The appearence of a Virtual wavefunction cannot manifest locally, in the near vicinity of real photons, it has to have no interference with its corresponding mirror partner, thus the space it occupies is the for the briefest moment, at the farthest location from its coupled counterpart, one could say that when a real photon is detected, its mirror self particle, is at the other end of the wavefunction, with no local interference registered.

 

[Loren Booda]

Raavin, take spacetime evolving from the big bang as an analogy. The horizon problem states that for expansion following Hubble's law, the opposite horizons relative to the observer cannot now interchange information, but once could.

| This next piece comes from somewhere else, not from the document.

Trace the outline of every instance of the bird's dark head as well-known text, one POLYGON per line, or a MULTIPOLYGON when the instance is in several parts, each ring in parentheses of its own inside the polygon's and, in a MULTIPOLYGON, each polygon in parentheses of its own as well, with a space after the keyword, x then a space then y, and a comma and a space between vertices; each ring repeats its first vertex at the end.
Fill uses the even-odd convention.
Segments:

Likewise, I postulate mutually entangled phase space events to have arisen from a primordial shared state, and retain weak correlation. Specific real wavefunction actions expand outward from a value h/2 (h being Planck's constant), and corresponding virtual wavefunction actions progress inwardly from 2h. Translated to spacetime, an observation may virtually encompass great distances or particle velocities simultaneously.

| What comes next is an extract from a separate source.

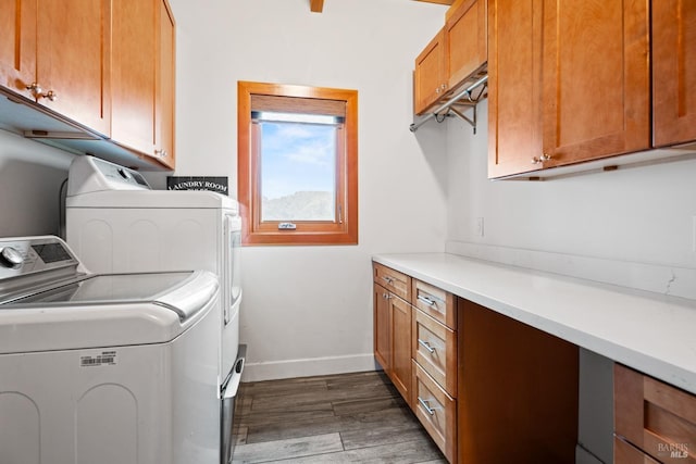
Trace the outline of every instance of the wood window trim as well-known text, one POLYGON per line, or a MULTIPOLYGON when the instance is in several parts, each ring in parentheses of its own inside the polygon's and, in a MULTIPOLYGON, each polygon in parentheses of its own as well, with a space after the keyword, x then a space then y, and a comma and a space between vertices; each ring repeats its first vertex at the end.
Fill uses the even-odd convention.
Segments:
POLYGON ((241 243, 254 244, 357 244, 358 243, 358 92, 251 81, 237 83, 237 199, 241 213, 241 243), (262 224, 259 198, 259 153, 253 150, 251 96, 298 97, 346 102, 344 156, 338 164, 336 203, 340 222, 297 221, 297 229, 278 230, 262 224))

The mapping of real action eigenvalues is reciprocally conformal to those virtual. The two, "polar" wavefunctions exhibit spherical symmetry (colocate) around a spherical shell of action h in phase space. They also create particles where there are mixed (real and virtual) states interfering.

 

[jeff]

Originally posted by Loren Booda
An interchange between variable action and Planck's constant in
conventional wavefunctions

Was there something specific you came across that inspired you're idea?

 

[Loren Booda]

jeff, that "The inverse (virtual) wavefunction obeys both the de Broglie and Einstein postulates, and can be expressed further in a linear Schroedinger equation." Also, the only justifications for a mathematical wavefunction entity are essentially identical for both "real" and "virtual" wavefunctions. For some applications in field theory, I believe, the virtual wavefunction is more efficient than its real counterpart.

 

[jeff]

Originally posted by Loren Booda
jeff, that "The inverse (virtual) wavefunction obeys both the de Broglie and Einstein postulates, and can be expressed further in a linear Schroedinger equation." Also, the only justifications for a mathematical wavefunction entity are essentially identical for both "real" and "virtual" wavefunctions. For some applications in field theory, I believe, the virtual wavefunction is more efficient than its real counterpart.

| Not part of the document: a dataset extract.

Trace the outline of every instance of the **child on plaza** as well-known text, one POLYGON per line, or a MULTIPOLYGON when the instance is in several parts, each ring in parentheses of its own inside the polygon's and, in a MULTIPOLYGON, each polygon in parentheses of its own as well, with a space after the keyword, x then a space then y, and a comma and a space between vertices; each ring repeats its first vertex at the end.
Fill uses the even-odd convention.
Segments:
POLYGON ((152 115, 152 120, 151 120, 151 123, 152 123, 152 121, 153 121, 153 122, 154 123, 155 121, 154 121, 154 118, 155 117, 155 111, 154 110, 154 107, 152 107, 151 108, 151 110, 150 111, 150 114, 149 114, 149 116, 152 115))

What are the de Broglie and Einstein postulates?

 

[Loren Booda]

[lamb]=h/p and [nu]=E/h

 

[jeff]

Originally posted by Loren Booda
[lamb]=h/p and [nu]=E/h

The second relation has always been attributed to Planck since he was the first to write it down.

posted by Loren Booda on Loren Booda's website
T-duality, an essential symmetry of superstrings, relates to us comparable complementarity appreciated through the aesthetics of mathematics.

...physics that utilize a T-duality analog, "phase-duality," to modify first the quantum wavefunction, and secondly general relativity's metric tensor. P-duality generalizes current physical models...this P-duality complementarity principle...

String theory, which first conceived T-duality, substitutes for "standard" quantum gravity parameters a correspondent artifice of wave compactification among superstring dimensions.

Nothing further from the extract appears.